In his opening remarks, Hoover Institution research fellow Richard Sousa noted that the emergent large industry leaders and dominant firms are increasingly operating under the shadow of government intervention and regulation because of allegations of monopoly power, exacerbating income inequality, and privacy and security concerns. Visiting fellow Nicolas Petit who organized the symposium on Corporation Size, Industry Concentration, and Public Policy in the Twenty-First Century said the aim was to “examine the impact of large firms in high tech on employment, market power, and firm culture and, further, to see if there are, in fact, legitimate antitrust concerns.”
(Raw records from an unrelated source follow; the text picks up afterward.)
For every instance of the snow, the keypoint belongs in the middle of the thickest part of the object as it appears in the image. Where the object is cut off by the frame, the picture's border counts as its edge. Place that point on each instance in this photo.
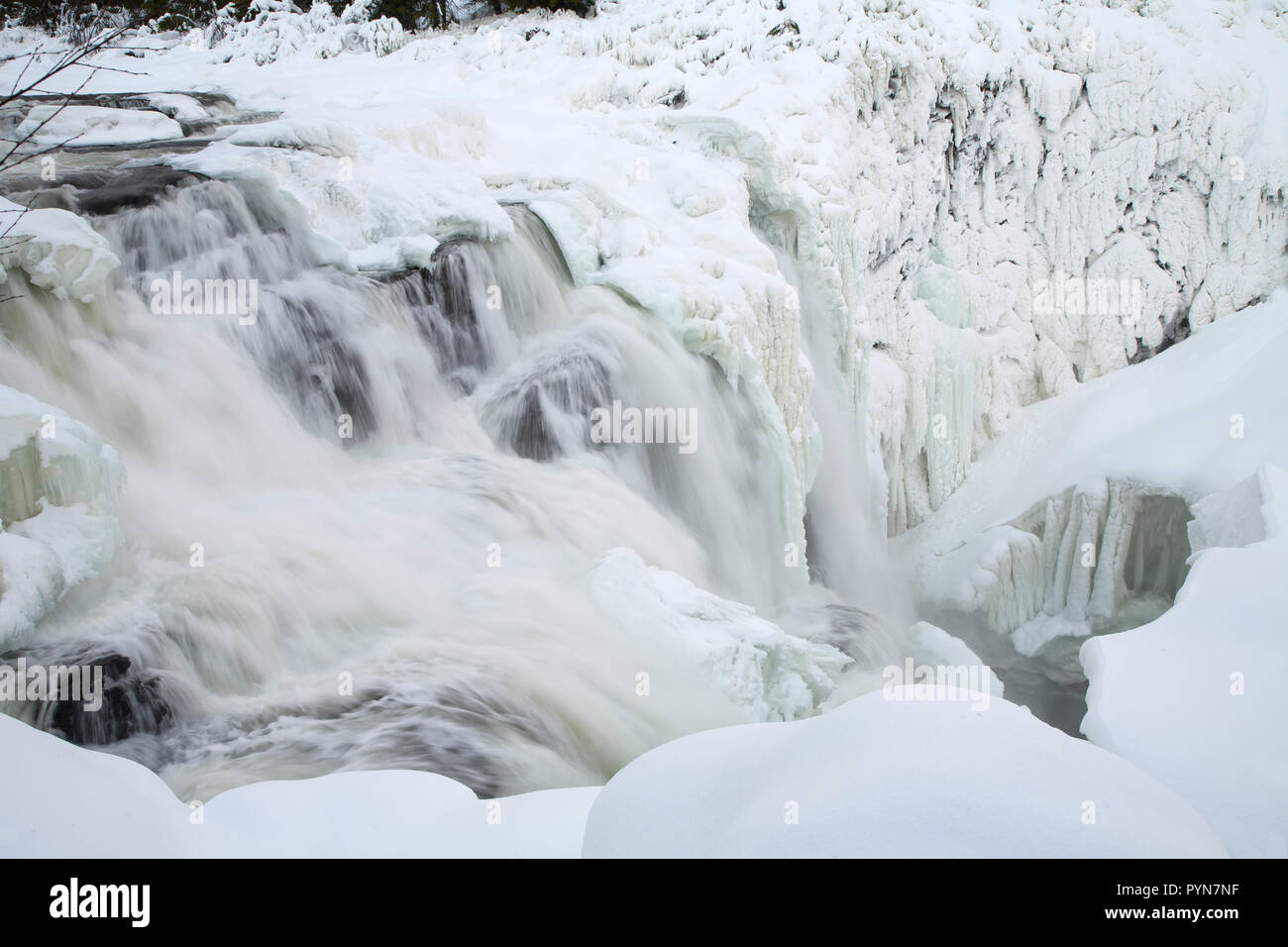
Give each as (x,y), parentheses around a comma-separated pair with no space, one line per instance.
(59,487)
(65,801)
(752,661)
(82,127)
(1205,421)
(1196,698)
(993,784)
(996,147)
(1188,423)
(58,252)
(965,184)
Providing a brief history of trustbusting, William Kovacic, former head of the Federal Trade Commission and currently a law professor at George Washington University, noted that the economic impact of antitrust enforcement of dominant firms in the twentieth century (e.g., AT&T, IBM, Microsoft, Xerox, Standard Oil) was mixed. The AT&T breakup is sometimes called the deal of the century, as it separated service provision and tie-in equipment sales. Other cases, such as IBM and Microsoft, have had an impact on corporate and innovation culture. Decades of scholars, however, feel the overall impact of the antitrust cases remains in question.
Hoover Institution senior fellow Robert Hall showed that market power across industries has increased in the last three decades but not at the high rates estimated by others. Moreover, the market power of firms with more than 10,000 employees has risen only slightly, varies greatly across industries, and contributes only marginally to the slight increase in market power in their industries.
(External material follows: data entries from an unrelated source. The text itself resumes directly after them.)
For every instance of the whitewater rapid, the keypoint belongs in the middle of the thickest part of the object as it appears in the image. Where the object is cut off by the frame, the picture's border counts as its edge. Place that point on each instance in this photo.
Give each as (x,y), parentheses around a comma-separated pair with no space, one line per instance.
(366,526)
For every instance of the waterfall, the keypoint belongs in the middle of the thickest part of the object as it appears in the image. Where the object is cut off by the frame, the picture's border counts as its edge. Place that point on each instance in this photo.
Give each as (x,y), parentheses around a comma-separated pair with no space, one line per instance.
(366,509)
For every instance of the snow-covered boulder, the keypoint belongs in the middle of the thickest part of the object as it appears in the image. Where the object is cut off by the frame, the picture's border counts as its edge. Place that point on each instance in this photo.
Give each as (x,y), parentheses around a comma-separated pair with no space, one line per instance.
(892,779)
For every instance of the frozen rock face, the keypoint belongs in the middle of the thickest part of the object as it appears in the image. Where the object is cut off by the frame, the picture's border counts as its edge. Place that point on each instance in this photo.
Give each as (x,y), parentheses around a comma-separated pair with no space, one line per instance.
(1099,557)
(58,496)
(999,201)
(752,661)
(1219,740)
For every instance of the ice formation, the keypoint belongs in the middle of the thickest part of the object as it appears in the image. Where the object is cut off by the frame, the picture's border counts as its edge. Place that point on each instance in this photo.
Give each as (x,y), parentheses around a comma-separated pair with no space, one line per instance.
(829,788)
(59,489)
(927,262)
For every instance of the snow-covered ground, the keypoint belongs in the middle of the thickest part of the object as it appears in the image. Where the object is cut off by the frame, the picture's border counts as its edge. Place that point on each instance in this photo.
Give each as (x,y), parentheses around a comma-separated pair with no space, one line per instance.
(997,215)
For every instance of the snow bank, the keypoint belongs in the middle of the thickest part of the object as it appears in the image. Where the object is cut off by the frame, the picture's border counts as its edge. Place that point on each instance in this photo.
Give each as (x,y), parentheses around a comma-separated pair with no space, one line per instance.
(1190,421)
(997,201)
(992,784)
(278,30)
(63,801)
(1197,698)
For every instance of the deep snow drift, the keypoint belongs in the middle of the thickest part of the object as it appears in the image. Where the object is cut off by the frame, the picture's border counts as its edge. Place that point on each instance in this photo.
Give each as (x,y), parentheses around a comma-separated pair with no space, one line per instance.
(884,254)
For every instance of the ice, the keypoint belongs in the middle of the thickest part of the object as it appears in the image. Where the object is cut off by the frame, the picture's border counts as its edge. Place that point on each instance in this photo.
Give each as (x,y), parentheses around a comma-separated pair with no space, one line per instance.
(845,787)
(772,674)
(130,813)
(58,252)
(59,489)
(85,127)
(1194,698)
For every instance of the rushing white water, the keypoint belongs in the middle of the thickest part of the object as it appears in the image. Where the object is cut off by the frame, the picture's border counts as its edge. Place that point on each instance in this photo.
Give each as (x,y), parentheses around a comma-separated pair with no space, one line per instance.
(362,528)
Hal Varian, chief economist at Google, showed that the largest high tech firms may be leaders in slices of the industry, but that they compete intensely with one another in virtually all aspects of tech. Their profits are the results of technical advantages. He added that competition among incumbents and the low costs for new entrants into the industry have led to rapid innovation and lowered product prices over the past twenty years.
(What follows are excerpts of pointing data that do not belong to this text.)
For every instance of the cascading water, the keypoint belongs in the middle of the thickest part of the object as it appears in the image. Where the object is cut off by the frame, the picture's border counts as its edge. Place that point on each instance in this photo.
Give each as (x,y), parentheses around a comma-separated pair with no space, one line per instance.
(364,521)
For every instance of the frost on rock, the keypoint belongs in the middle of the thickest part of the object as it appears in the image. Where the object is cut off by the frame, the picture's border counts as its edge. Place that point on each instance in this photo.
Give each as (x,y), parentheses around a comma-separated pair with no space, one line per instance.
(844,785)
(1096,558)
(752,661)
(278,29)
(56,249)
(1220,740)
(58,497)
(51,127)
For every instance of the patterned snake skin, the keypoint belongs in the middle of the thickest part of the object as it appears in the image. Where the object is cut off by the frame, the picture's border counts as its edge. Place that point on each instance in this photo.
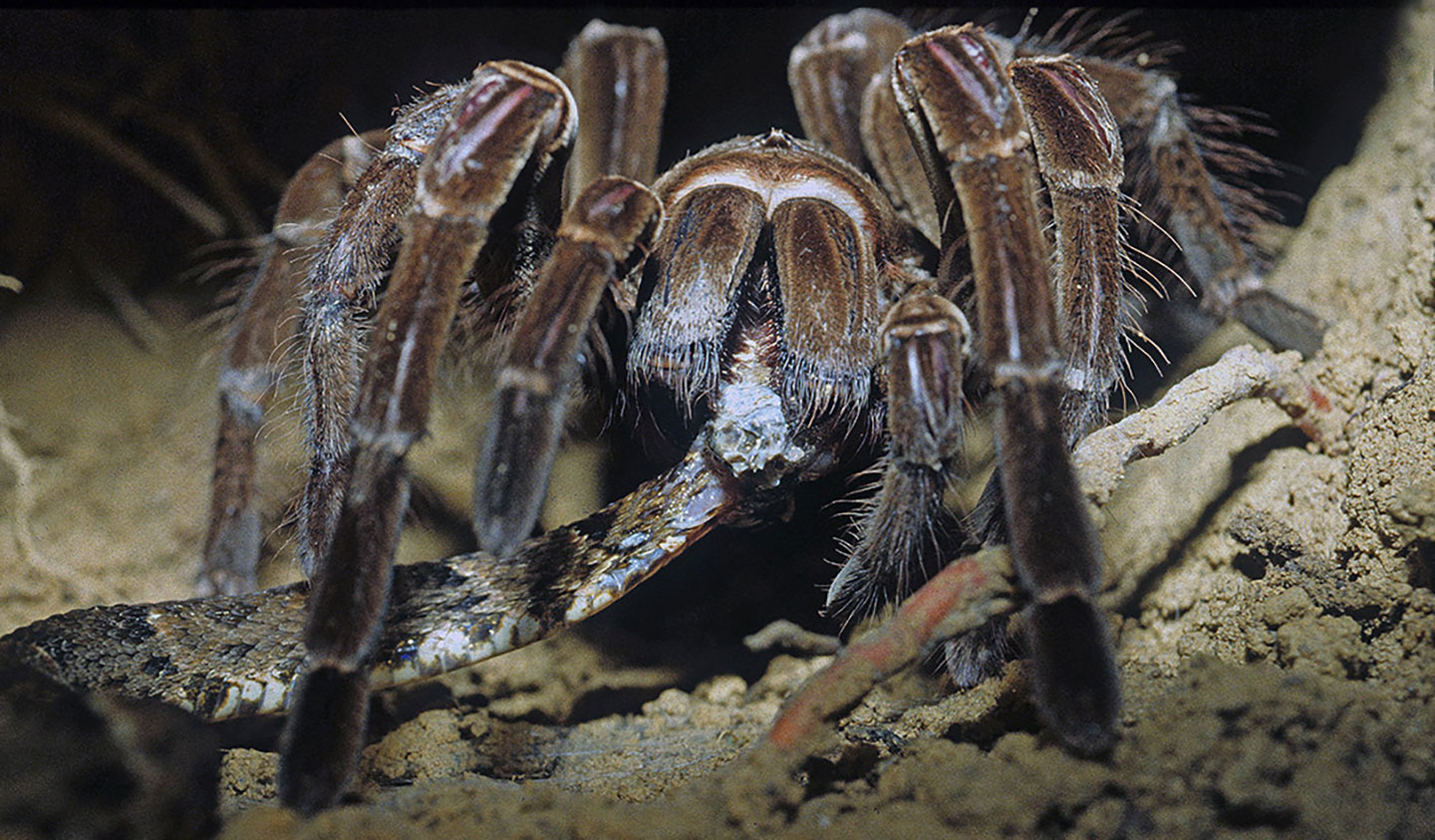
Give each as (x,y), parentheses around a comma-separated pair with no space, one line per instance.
(227,657)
In his presentation, Petit showed that the firms that make up the FAANG colossus (Facebook, Apple, Amazon, Netflix, and Google) are diversifying and growing in giant conglomerates. But he demonstrated that they are also investing heavily in R&D. FAANG are competing in industries characterized by rapid change, and they are aware that whatever advantage they may currently enjoy is fragile and transient. Although, today, they may maintain dominant positions, they are competing to stay ahead of unknown rivals creating new and disruptive technologies.
This symposium was the first in a series that will bring together researchers examining the impact of large firms on the US economy, consumer welfare, and technical change and innovation.